Across the channel, UK politicians are out and about drumming up support for their parties ahead of their election on 4 July. Rishi Sunak’s call for an early vote came as a surprise to many. His Conservative Party have been falling consistently in the polls and, as things stand, the Labour Party is likely to win with a sizeable parliamentary majority. It’s believed Sunak opted for an election sooner as this may provide his party with the best opportunity to turn the tide on the voting, given the UK economy continues to slow and is likely to fall on harder times from here.
Central bank policy to diverge further
In June we saw the Bank of Canada and the ECB both deliver rate cuts for the first time, joining the likes of the Swiss and Swedish central banks in already having lowered interest rates. Meanwhile, the US Federal Reserve (the Fed), Reserve Bank of Australia (RBA), Reserve Bank of New Zealand (RBNZ) and the Bank of England (BoE) all held firm. This marks the start of central bank policy divergence, which may continue for a bit.

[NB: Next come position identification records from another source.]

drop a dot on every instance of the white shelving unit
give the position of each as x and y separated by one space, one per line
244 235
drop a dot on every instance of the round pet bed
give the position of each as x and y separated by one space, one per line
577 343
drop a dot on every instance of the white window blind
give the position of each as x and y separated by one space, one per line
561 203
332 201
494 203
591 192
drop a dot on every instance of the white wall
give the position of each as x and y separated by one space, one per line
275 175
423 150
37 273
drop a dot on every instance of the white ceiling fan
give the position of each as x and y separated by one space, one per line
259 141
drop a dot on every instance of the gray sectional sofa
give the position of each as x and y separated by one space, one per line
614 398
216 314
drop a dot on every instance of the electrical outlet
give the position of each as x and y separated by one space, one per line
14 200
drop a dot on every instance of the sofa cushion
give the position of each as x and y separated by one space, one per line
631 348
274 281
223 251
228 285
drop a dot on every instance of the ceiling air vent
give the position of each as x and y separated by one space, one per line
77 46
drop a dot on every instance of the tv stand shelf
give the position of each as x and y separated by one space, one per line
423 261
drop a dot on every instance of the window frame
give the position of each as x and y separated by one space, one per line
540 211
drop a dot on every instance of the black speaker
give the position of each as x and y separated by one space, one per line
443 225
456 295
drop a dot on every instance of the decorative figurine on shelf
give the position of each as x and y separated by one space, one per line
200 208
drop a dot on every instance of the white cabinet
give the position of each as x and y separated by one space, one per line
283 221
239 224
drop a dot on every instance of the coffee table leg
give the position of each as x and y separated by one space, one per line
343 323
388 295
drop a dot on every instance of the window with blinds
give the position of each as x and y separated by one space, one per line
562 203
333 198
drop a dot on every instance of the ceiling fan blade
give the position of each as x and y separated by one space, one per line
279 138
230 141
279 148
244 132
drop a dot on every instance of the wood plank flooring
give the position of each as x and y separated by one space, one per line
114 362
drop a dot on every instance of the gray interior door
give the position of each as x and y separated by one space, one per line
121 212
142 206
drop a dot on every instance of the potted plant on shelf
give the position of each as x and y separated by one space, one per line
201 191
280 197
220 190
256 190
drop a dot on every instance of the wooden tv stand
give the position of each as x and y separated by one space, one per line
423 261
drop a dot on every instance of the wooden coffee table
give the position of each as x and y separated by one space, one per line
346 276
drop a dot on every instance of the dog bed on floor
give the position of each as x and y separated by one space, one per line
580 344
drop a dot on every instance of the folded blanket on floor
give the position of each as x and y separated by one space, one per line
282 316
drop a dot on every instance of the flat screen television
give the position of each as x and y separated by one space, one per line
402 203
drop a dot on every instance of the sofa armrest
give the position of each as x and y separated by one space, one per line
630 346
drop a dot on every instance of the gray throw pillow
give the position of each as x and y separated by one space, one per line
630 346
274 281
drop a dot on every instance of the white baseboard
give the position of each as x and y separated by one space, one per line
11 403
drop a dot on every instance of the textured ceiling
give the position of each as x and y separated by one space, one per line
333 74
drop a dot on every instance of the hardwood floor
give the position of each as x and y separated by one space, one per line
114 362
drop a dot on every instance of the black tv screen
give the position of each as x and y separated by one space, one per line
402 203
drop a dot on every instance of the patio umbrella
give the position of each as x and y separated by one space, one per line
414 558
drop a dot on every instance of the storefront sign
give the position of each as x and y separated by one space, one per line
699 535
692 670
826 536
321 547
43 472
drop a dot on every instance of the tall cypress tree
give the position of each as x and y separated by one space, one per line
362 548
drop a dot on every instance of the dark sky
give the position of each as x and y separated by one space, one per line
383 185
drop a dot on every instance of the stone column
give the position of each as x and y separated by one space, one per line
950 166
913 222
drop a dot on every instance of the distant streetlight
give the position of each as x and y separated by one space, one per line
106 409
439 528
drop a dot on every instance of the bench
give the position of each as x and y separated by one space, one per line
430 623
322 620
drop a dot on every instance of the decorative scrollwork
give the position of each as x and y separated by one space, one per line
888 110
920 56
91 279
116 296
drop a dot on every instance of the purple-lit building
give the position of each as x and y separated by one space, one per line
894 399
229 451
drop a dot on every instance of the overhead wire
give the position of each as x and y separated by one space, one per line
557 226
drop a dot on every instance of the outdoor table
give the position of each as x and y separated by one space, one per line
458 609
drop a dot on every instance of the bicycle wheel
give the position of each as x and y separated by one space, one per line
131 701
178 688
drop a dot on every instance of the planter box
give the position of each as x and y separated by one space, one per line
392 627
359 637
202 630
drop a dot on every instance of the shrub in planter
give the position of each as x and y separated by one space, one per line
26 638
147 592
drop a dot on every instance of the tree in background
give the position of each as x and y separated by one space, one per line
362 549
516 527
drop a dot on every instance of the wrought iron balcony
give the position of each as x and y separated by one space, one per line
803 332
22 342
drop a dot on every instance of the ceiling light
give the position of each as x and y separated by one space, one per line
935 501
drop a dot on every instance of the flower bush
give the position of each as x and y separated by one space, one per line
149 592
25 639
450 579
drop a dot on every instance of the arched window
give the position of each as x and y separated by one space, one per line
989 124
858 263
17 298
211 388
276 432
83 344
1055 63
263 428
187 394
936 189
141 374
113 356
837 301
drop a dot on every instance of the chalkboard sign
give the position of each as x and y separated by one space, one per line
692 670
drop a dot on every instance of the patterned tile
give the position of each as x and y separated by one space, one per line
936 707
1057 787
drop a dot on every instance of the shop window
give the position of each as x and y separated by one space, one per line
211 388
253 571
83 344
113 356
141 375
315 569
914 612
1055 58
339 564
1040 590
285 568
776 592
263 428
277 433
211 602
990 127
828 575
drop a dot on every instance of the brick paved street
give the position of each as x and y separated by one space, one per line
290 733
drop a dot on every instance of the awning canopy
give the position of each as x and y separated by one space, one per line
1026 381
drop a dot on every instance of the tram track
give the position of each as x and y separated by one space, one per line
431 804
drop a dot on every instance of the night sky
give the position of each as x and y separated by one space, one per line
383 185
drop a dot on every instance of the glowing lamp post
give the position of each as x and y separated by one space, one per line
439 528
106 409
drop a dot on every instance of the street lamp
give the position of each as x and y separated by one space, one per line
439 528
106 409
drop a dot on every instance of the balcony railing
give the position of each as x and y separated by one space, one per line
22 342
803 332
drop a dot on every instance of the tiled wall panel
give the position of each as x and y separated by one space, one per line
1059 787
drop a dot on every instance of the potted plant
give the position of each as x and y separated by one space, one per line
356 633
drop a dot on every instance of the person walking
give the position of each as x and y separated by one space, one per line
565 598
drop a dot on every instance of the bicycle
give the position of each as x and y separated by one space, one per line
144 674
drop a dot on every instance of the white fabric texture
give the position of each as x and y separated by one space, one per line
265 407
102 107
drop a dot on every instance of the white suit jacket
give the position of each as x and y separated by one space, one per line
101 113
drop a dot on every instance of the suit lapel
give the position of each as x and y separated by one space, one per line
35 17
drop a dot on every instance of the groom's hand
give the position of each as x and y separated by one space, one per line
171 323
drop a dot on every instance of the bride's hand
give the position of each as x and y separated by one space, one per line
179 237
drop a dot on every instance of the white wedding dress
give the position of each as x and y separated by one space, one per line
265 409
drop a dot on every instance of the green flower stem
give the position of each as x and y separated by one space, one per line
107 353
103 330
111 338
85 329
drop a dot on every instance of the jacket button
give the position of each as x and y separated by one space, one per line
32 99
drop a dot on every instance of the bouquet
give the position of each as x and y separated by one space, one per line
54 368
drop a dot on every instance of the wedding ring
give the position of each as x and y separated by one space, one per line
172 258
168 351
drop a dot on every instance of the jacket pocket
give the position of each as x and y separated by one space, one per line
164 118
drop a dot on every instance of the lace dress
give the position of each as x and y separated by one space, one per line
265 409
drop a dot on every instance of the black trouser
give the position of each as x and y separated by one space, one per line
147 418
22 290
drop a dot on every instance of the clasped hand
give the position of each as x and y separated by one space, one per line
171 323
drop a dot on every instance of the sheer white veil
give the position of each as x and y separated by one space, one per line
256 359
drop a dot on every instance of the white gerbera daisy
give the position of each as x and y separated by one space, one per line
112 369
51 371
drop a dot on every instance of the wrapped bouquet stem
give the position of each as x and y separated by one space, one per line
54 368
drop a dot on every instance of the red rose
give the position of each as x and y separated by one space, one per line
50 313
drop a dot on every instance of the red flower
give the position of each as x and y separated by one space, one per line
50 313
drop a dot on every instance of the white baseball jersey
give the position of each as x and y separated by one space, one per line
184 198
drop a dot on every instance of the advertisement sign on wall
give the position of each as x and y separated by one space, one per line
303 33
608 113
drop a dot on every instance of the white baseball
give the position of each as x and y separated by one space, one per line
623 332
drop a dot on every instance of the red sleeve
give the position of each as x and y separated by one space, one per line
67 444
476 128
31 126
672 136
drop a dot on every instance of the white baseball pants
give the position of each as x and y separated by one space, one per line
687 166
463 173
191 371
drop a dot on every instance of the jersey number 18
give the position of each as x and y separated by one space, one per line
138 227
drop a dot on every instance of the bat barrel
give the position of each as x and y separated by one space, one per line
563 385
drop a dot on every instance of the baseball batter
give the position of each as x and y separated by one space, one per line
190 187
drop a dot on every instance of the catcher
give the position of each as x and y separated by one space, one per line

Although the Fed – arguably one of the more important central banks – left rates unchanged, it noted that progress had been made on taming inflation. This was evidenced in May’s CPI data, which was weaker than expected, with consumer prices unchanged over the month and the annual rate down to 3.3% – edging closer to its 2% target level.
The US economy appears to be trucking along at a reasonable pace; demand for services and the labour market both remain strong. We do not expect imminent cuts from the Fed, with financial markets now pricing in the first rate cut for November this year.
New Zealand in the doldrums
While growth in the first quarter was slightly positive (as measured by recent GDP data), it confirmed what many believe; that the New Zealand economy is flatlining. The 0.2% reading for the quarter means the economy has been lifted out of ‘technical’ recession territory, but the pace of growth is far from astounding – five out of the last six quarterly readings have been negative.
Unfortunately, relief by way of interest rate cuts may not be forthcoming. Inflation in New Zealand remains stubbornly high, especially non-tradeable inflation. In July we’ll see the latest readings for the second quarter. First quarter inflation ran at an annual pace of 4.0%, with non-tradeable inflation of 5.8%. Even if the second quarter readings fall, it’s unlikely the RBNZ will cut interest rates anytime soon, given that inflation here is running at a higher rate than in overseas markets.
We remain defensively positioned
We maintain an underweight position to international equities and overweight positions to both international and New Zealand fixed interest. This reflects our view that economic growth is expected to slow in many economies, and this will be more supportive of defensive assets, such as bonds.
Central banks are winning in their fight against inflation and we’re seeing inflation trend back towards target rates. While US interest rates will remain on hold for the time being, we expect central banks outside of the US to continue to lower interest rates, and this ultimately will be positive for the asset class.